A friend of mine is allergic to his new bunny (got her in October) he breaks out in hives just from touching her.
She is currently at a temporary foster home but needs a permanent home asap.
Her name is Fidget she is a 6 month old Dutch. She is a digger and a runner (bunny 500), she is not litter box trained, supposed to be fixed, likes to give kisses. 
Sadly she likes to torment her foster moms male bunny.

Please contact me if you are interested in or willing to give her a home.
[email protected]


----------



## Nancy McClelland (Jan 19, 2018)

Too far, or we would.


----------



## ShadowRunner (Jan 31, 2018)

Wish you were closer to give her a good home. I'm really surprised there are no other people interested in her.


----------



## Nancy McClelland (Jan 31, 2018)

We have gotten a couple of travelers thru Operation Roger and the Bunderground Railroad--just can't travel that far anymore.


----------



## ShadowRunner (Feb 1, 2018)

If we can get to transported through operation roger are you sure you would want her?

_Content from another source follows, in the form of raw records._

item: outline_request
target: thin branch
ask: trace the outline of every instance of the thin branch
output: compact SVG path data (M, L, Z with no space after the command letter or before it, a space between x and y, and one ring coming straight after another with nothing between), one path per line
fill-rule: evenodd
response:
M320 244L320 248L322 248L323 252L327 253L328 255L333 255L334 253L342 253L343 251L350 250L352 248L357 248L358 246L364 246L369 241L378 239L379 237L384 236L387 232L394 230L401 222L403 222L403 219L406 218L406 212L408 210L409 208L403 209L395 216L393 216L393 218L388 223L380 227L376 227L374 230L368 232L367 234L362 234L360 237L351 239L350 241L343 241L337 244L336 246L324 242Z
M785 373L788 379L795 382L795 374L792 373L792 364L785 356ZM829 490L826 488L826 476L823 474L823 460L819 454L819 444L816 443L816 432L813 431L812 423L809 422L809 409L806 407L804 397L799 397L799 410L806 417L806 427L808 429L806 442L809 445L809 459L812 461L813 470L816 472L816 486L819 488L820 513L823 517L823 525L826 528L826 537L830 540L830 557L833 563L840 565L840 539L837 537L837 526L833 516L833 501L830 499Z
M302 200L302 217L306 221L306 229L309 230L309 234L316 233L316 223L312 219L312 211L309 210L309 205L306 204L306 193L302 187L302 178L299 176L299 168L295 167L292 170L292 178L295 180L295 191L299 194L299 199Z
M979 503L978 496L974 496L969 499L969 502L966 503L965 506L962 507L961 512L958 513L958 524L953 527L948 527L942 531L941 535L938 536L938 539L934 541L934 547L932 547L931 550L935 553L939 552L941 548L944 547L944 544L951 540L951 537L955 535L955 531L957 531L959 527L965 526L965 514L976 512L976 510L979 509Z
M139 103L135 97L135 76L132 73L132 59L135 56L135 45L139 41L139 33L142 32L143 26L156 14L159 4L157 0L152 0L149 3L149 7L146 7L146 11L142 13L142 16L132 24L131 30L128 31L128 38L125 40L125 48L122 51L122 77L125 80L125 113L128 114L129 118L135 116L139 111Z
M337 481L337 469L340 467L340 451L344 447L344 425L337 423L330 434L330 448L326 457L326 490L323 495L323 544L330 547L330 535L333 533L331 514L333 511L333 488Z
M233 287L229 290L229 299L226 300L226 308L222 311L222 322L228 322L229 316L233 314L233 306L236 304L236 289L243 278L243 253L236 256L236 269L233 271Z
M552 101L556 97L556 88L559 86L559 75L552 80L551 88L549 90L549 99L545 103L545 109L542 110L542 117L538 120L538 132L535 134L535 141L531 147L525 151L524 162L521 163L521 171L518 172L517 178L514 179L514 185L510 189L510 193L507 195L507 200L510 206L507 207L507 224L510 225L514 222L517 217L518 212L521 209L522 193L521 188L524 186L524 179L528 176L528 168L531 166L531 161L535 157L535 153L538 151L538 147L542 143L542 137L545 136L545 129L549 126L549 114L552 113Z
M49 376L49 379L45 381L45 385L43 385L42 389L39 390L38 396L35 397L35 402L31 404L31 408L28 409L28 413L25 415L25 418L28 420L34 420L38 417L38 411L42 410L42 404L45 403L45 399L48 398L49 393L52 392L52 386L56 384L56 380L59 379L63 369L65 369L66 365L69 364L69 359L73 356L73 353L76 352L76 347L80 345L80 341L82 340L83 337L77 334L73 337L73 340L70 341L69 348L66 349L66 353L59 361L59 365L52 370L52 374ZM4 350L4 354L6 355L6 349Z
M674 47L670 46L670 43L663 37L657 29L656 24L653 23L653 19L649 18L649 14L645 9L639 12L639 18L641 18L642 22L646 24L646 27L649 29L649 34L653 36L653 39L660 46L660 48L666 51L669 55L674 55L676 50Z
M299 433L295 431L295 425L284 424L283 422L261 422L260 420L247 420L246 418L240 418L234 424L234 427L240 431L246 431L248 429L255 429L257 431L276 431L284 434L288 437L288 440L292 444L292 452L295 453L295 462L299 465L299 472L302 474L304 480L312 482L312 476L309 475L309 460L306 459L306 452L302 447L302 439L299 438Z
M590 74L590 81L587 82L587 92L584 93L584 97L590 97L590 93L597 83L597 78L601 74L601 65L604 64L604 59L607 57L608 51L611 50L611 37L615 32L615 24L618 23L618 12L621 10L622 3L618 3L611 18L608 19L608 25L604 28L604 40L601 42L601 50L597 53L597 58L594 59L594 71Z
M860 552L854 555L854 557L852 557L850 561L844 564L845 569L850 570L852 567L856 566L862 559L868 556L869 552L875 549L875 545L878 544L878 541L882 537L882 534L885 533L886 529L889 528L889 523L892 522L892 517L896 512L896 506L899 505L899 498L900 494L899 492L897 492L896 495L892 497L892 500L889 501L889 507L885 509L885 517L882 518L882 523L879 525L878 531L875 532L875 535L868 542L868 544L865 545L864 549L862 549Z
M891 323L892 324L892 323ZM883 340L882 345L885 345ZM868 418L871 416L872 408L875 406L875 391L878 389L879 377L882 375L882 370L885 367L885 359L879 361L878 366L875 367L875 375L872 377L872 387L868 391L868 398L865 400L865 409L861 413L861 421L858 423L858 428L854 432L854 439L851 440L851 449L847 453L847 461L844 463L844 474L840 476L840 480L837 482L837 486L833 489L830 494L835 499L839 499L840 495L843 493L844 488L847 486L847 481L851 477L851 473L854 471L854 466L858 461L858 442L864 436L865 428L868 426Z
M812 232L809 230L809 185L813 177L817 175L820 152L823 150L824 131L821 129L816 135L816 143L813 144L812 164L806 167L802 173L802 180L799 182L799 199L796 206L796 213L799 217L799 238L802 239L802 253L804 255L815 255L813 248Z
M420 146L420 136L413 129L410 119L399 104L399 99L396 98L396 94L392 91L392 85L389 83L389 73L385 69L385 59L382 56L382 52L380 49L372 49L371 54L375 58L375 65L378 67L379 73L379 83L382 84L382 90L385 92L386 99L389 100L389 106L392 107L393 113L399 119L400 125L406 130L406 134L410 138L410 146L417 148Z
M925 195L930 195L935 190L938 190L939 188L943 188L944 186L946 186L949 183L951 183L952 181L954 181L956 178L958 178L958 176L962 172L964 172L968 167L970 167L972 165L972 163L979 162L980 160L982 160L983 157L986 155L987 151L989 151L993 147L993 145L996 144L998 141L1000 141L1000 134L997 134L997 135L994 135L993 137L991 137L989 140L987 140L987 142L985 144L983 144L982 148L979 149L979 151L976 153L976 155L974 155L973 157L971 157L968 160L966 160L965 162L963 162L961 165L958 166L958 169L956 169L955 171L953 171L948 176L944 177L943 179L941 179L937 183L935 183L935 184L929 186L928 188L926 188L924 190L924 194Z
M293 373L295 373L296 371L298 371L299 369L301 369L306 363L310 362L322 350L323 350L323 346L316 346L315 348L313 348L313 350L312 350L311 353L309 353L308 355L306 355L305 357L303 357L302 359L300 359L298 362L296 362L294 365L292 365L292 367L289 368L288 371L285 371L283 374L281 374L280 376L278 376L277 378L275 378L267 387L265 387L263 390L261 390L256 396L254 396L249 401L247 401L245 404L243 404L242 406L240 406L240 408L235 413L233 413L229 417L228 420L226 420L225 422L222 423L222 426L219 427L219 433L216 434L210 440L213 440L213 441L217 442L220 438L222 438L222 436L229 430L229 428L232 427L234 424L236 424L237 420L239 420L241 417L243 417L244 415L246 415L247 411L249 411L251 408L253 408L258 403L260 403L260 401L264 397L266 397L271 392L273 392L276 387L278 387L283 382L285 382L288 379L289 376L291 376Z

There is a chance she is not spayed I can not be sure.


----------



## Nancy McClelland (Feb 6, 2018)

Would not be the first one we had to get done.


----------



## Nancy McClelland (Feb 6, 2018)

Next time, send a private message by clicking on our name--we get a notification that way--makes it easier to stay in touch.


----------



## Cookiemonster (Feb 13, 2018)

Messaged you!!


----------



## Cookiemonster (Feb 14, 2018)

When you say "runner" what do you mean?? is she hard to catch or does she run from people??


----------



## ShadowRunner (Feb 14, 2018)

Thank you to those who have shown interest in Fidget. I have made the decision to place her with Nancy McClelland and have started working on getting her transported.


----------



## Nancy McClelland (Feb 14, 2018)

YAY!!!!! By runner, she's probably like our old boy, Hutch. I used to call him "rocket rabbit" because he'd race around the room at top speed and could make circles at that pace the size of a hula-hoop 3 or 4 times at full speed--he was also known as the "binky-king" too.


----------



## RavenousDragon (Feb 16, 2018)

That's awesome guys! This bun is going to a good home! <3


----------



## Nancy McClelland (Feb 18, 2018)

:cry4:The foster parents are gonna keep her, so we aren't getting a new bunny after all.


----------



## uesrnamet (May 17, 2018)

so cute i'm gonna die from cuteness -- i know why they decided to keep her


----------